ORIGIN - REASON FOR CHANGE
Focus is one of the most challenging aspects in building and running a business. To succeed in the marketplace, companies must embrace a Business Value Strategy.
Authors Michael Treacy and Fred Wiersma describe three value disciplines [1993]: Operational Excellence, Customer Intimacy and Product Leadership. In today’s complex world of interacting organizations and individuals, we defined a fourth value discipline: Corporate Coherency [David J. Teece et al. – 1994]. The main premise is that companies must choose to excel in one of these disciplines, where it aims to be best-in-class, act upon it consistently and vigorously, and remain competent in the other three value disciplines.
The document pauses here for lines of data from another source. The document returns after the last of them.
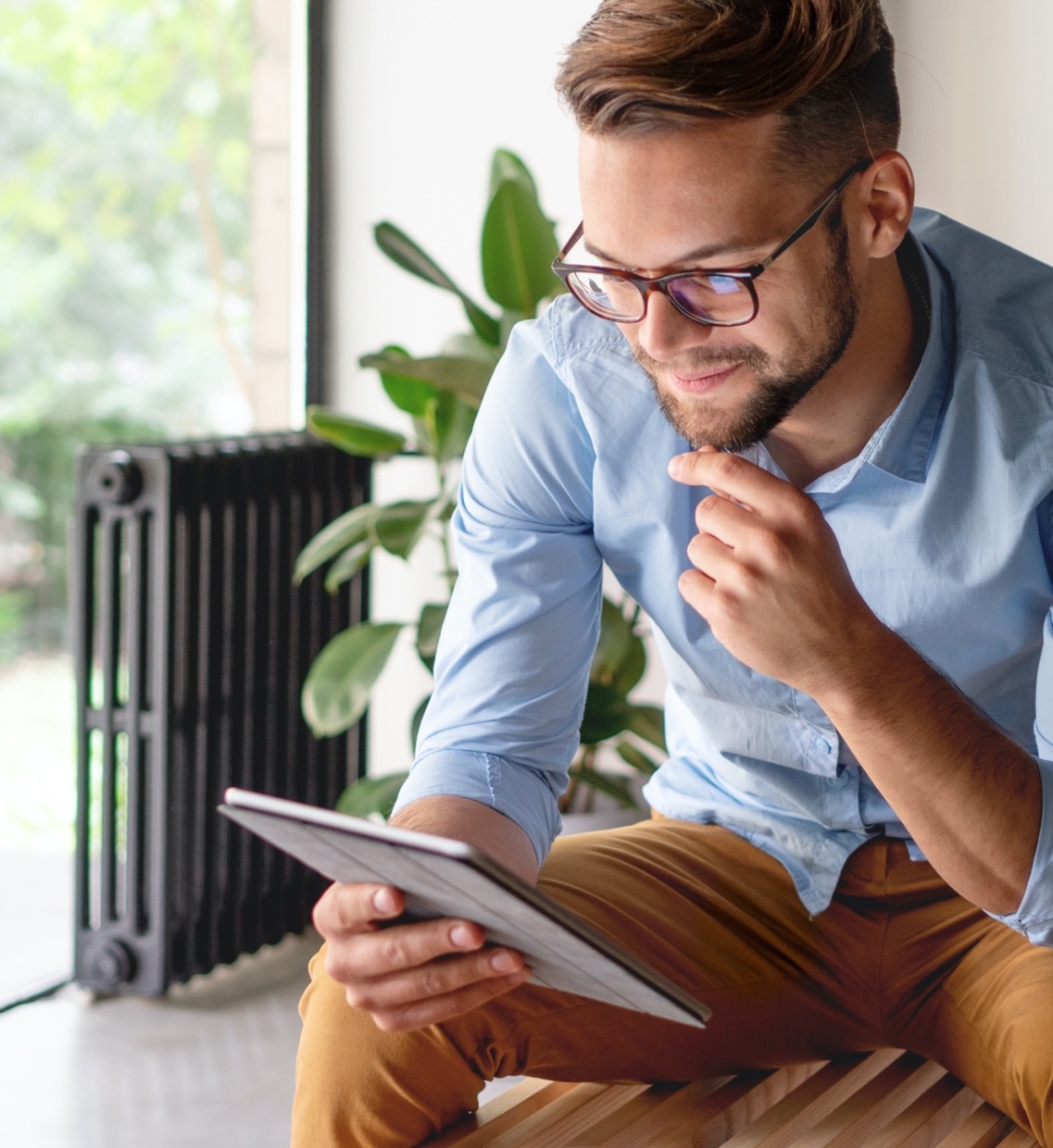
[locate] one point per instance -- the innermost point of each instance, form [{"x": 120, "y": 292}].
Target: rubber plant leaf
[
  {"x": 348, "y": 530},
  {"x": 460, "y": 374},
  {"x": 353, "y": 435},
  {"x": 402, "y": 250},
  {"x": 507, "y": 167},
  {"x": 371, "y": 794},
  {"x": 398, "y": 526},
  {"x": 607, "y": 714},
  {"x": 636, "y": 758},
  {"x": 339, "y": 683},
  {"x": 407, "y": 393},
  {"x": 518, "y": 248}
]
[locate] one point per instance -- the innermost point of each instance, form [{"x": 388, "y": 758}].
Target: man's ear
[{"x": 886, "y": 199}]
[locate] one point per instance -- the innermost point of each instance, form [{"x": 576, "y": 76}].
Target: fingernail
[
  {"x": 462, "y": 937},
  {"x": 383, "y": 902}
]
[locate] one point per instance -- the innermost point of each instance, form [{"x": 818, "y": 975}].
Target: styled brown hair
[{"x": 824, "y": 66}]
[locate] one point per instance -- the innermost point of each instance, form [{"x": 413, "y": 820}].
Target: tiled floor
[{"x": 208, "y": 1067}]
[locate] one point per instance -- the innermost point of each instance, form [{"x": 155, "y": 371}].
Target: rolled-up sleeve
[
  {"x": 512, "y": 665},
  {"x": 1034, "y": 915}
]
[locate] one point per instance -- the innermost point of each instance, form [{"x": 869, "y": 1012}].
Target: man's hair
[{"x": 824, "y": 66}]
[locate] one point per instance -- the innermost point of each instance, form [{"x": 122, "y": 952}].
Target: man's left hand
[{"x": 770, "y": 578}]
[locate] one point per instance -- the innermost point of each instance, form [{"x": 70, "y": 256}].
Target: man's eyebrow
[{"x": 704, "y": 254}]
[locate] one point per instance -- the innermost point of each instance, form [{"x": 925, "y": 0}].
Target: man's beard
[{"x": 780, "y": 385}]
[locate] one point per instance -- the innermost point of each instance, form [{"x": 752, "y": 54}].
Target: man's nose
[{"x": 664, "y": 333}]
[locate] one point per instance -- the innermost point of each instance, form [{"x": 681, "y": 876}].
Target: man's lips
[{"x": 707, "y": 379}]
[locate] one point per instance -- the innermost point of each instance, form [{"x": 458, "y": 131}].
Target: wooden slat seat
[{"x": 888, "y": 1099}]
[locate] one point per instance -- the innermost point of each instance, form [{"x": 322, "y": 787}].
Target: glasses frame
[{"x": 647, "y": 283}]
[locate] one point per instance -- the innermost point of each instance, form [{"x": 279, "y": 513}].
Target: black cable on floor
[{"x": 38, "y": 993}]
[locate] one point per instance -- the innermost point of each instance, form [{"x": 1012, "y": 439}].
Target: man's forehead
[{"x": 687, "y": 195}]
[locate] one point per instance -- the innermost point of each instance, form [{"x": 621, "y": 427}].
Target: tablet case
[{"x": 446, "y": 879}]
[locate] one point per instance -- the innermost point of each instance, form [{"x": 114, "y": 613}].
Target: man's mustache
[{"x": 700, "y": 358}]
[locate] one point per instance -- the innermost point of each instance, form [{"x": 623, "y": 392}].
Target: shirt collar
[{"x": 901, "y": 444}]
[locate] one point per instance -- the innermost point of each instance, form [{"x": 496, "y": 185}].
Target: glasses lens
[
  {"x": 608, "y": 295},
  {"x": 712, "y": 299}
]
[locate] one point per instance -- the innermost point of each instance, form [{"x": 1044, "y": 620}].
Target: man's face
[{"x": 707, "y": 197}]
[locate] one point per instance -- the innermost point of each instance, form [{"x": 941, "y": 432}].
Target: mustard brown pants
[{"x": 898, "y": 960}]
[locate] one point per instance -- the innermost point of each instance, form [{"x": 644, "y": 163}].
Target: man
[{"x": 837, "y": 435}]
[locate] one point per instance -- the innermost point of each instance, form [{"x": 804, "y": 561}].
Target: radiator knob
[
  {"x": 108, "y": 963},
  {"x": 119, "y": 478}
]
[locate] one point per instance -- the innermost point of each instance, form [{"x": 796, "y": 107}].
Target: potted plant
[{"x": 441, "y": 395}]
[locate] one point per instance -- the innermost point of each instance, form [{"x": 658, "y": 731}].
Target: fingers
[
  {"x": 731, "y": 477},
  {"x": 354, "y": 908},
  {"x": 436, "y": 989},
  {"x": 412, "y": 974}
]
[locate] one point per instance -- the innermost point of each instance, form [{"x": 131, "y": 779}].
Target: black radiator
[{"x": 191, "y": 647}]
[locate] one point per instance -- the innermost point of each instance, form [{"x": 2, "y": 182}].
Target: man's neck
[{"x": 836, "y": 419}]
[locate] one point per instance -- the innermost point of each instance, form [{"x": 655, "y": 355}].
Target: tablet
[{"x": 446, "y": 879}]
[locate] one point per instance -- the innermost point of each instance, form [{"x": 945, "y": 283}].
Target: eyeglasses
[{"x": 721, "y": 297}]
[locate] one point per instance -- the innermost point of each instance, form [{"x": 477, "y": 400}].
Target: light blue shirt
[{"x": 944, "y": 520}]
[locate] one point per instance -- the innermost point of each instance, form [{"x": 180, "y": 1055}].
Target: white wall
[
  {"x": 977, "y": 91},
  {"x": 425, "y": 90}
]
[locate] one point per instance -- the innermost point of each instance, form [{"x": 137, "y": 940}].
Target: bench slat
[{"x": 888, "y": 1099}]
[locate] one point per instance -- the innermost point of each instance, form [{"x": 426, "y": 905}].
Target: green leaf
[
  {"x": 518, "y": 248},
  {"x": 402, "y": 250},
  {"x": 398, "y": 526},
  {"x": 450, "y": 424},
  {"x": 409, "y": 395},
  {"x": 607, "y": 713},
  {"x": 353, "y": 435},
  {"x": 371, "y": 794},
  {"x": 460, "y": 374},
  {"x": 636, "y": 758},
  {"x": 612, "y": 647},
  {"x": 614, "y": 785},
  {"x": 632, "y": 668},
  {"x": 354, "y": 559},
  {"x": 432, "y": 617},
  {"x": 339, "y": 683},
  {"x": 507, "y": 168},
  {"x": 649, "y": 723},
  {"x": 349, "y": 530},
  {"x": 417, "y": 718}
]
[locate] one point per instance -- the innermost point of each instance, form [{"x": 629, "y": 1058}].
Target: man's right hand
[{"x": 407, "y": 976}]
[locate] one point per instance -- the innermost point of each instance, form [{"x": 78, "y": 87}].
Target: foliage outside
[
  {"x": 442, "y": 393},
  {"x": 124, "y": 231}
]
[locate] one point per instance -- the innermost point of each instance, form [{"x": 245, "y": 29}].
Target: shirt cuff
[
  {"x": 1034, "y": 917},
  {"x": 524, "y": 794}
]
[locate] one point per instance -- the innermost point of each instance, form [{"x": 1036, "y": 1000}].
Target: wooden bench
[{"x": 888, "y": 1099}]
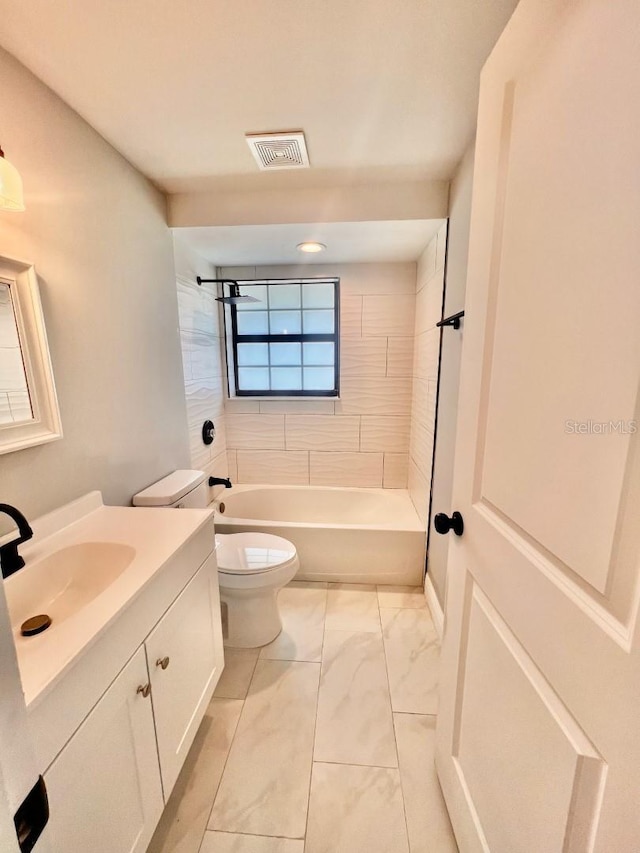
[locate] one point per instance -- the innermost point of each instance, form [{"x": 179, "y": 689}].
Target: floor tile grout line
[
  {"x": 224, "y": 767},
  {"x": 315, "y": 726},
  {"x": 235, "y": 731},
  {"x": 395, "y": 735},
  {"x": 354, "y": 764}
]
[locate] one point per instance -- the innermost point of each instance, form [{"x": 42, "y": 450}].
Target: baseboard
[{"x": 434, "y": 606}]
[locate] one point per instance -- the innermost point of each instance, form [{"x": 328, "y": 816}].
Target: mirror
[
  {"x": 29, "y": 411},
  {"x": 15, "y": 403}
]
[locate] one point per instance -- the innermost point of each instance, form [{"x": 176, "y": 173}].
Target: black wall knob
[
  {"x": 208, "y": 432},
  {"x": 443, "y": 524}
]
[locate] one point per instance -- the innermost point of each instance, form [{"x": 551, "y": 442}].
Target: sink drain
[{"x": 35, "y": 625}]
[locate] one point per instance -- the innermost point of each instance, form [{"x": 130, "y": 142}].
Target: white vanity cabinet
[
  {"x": 108, "y": 785},
  {"x": 182, "y": 653},
  {"x": 104, "y": 788}
]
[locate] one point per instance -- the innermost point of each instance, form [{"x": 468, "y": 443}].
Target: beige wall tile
[
  {"x": 421, "y": 448},
  {"x": 427, "y": 263},
  {"x": 363, "y": 357},
  {"x": 385, "y": 432},
  {"x": 278, "y": 467},
  {"x": 256, "y": 432},
  {"x": 396, "y": 470},
  {"x": 322, "y": 432},
  {"x": 429, "y": 303},
  {"x": 345, "y": 469},
  {"x": 377, "y": 278},
  {"x": 240, "y": 406},
  {"x": 388, "y": 315},
  {"x": 400, "y": 356},
  {"x": 419, "y": 490},
  {"x": 205, "y": 355},
  {"x": 350, "y": 316},
  {"x": 298, "y": 407},
  {"x": 426, "y": 354},
  {"x": 232, "y": 463},
  {"x": 442, "y": 246},
  {"x": 368, "y": 395},
  {"x": 196, "y": 307}
]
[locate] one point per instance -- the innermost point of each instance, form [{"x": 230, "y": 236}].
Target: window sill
[{"x": 273, "y": 398}]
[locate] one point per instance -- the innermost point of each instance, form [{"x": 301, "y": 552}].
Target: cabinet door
[
  {"x": 104, "y": 787},
  {"x": 188, "y": 641}
]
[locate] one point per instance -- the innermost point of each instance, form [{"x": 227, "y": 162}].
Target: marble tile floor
[{"x": 323, "y": 741}]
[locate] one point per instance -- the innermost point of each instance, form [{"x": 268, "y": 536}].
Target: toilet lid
[{"x": 250, "y": 553}]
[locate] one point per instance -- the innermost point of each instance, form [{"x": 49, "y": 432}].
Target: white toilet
[{"x": 252, "y": 567}]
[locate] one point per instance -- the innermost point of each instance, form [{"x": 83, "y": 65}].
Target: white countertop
[{"x": 155, "y": 534}]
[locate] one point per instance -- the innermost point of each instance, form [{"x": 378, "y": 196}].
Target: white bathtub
[{"x": 341, "y": 534}]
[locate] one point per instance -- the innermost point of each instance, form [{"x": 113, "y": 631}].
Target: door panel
[
  {"x": 538, "y": 742},
  {"x": 507, "y": 706}
]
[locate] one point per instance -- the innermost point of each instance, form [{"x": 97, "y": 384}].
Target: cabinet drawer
[
  {"x": 104, "y": 787},
  {"x": 184, "y": 654}
]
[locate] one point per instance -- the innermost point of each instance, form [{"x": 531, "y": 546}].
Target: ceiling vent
[{"x": 279, "y": 150}]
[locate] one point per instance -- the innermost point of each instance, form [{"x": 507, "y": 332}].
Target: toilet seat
[{"x": 253, "y": 553}]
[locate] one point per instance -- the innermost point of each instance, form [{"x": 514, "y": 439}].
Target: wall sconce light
[{"x": 11, "y": 196}]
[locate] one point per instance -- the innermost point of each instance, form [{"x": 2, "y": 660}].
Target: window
[{"x": 287, "y": 343}]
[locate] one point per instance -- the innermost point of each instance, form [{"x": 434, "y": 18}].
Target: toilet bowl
[{"x": 252, "y": 567}]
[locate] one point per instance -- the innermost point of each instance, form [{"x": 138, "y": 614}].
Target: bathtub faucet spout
[{"x": 220, "y": 481}]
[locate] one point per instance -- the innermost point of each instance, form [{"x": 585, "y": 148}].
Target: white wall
[
  {"x": 429, "y": 284},
  {"x": 460, "y": 214},
  {"x": 362, "y": 439},
  {"x": 202, "y": 359},
  {"x": 96, "y": 231}
]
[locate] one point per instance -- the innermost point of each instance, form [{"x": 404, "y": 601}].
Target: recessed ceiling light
[{"x": 311, "y": 247}]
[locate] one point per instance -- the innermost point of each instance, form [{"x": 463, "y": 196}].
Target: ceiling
[
  {"x": 384, "y": 89},
  {"x": 346, "y": 242}
]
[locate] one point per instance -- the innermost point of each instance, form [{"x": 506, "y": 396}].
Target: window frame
[{"x": 302, "y": 338}]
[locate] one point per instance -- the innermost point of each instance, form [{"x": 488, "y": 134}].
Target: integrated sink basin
[
  {"x": 85, "y": 568},
  {"x": 64, "y": 582}
]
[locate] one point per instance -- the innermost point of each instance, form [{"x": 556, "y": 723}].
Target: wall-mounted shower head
[{"x": 235, "y": 297}]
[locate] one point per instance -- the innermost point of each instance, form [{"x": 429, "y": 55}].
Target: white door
[
  {"x": 104, "y": 787},
  {"x": 539, "y": 728},
  {"x": 185, "y": 659}
]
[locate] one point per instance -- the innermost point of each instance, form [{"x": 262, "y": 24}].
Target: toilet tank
[{"x": 180, "y": 490}]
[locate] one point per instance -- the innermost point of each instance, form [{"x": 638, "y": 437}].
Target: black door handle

We also believe firms can do business in ways that both deliver long-term shareholder value and benefit society (shared values). As such, making choices and finding the right ‘inside-out / outside-in’ balance is part of the Business Value Strategy.
ORGANIZATION - WIDTH OF CHANGE
Understand the challenges of your VUCA environment. Otherwise different parts of an organization can easily wind up pursuing conflicting priorities, sub-optimization and poor implementation.
Formulating an Innovation Strategy helps ambidexterity balancing short and long term priorities. It indicates whether Transactional (redesign / restructure / redirect), Transitional (redefine / revitalize / reorganize) or Transformational (re-engineer / renew / re-invent) types of change is needed to successfully achieve the outcomes desired. Inspired by McKinsey’s Three Horizons model [2000], we introduced our BDM-24 scenario planning model [2015] which distinguish three horizons: Expansion (red), Exploitation (purple) and Exploration (blue). Each horizon is bounded by its market dynamics and organization’s capacity to innovate. It sets boundaries to your innovation performance expectations. It helps to creating a high-level innovation portfolio plan for allocating resources and people to the different kinds of innovations and its magnitude.
OPERATIONS - DEPTH OF CHANGE
Depth refers to understanding the nature of your initiative, and diagnose the gaps between your current capabilities and what is needed to make your business initiative a success.
Not all initiatives have similar attributes; hence, they should be managed with different approaches and styles. A sharply defined Business Development Strategy not only defines your business initiative but also identifies the most appropriate practice on four dimensions: Novelty, Technology, Complexity and Pace. For example, if you know where you come from and you know exactly where you want to go, you can organize and manage complexity from a reductionist perspective as a SMART initiative (hiking – first order change/low impact), possibly beefed up with issue management (dropping) or even contingency planning (scouting – second order change/medium impact). But when neither starting point nor future are known, uncertainty is the only certainty than you better organize and manage complexity from a Design Thinking perspective. As a Value-Based initiative in terms of shared values exploration, curiosity, questions and self-reflection (discovering – third order change/high impact). To be successful in today’s world, your Biz Dev Strategy should not only focus on internal operations but also on external levels of complexity. How you wish to work together with external parties? By co-operation or collaboration with customers and suppliers (value-adding partnerships)? Or perhaps with competitors and complementors (coopetition)?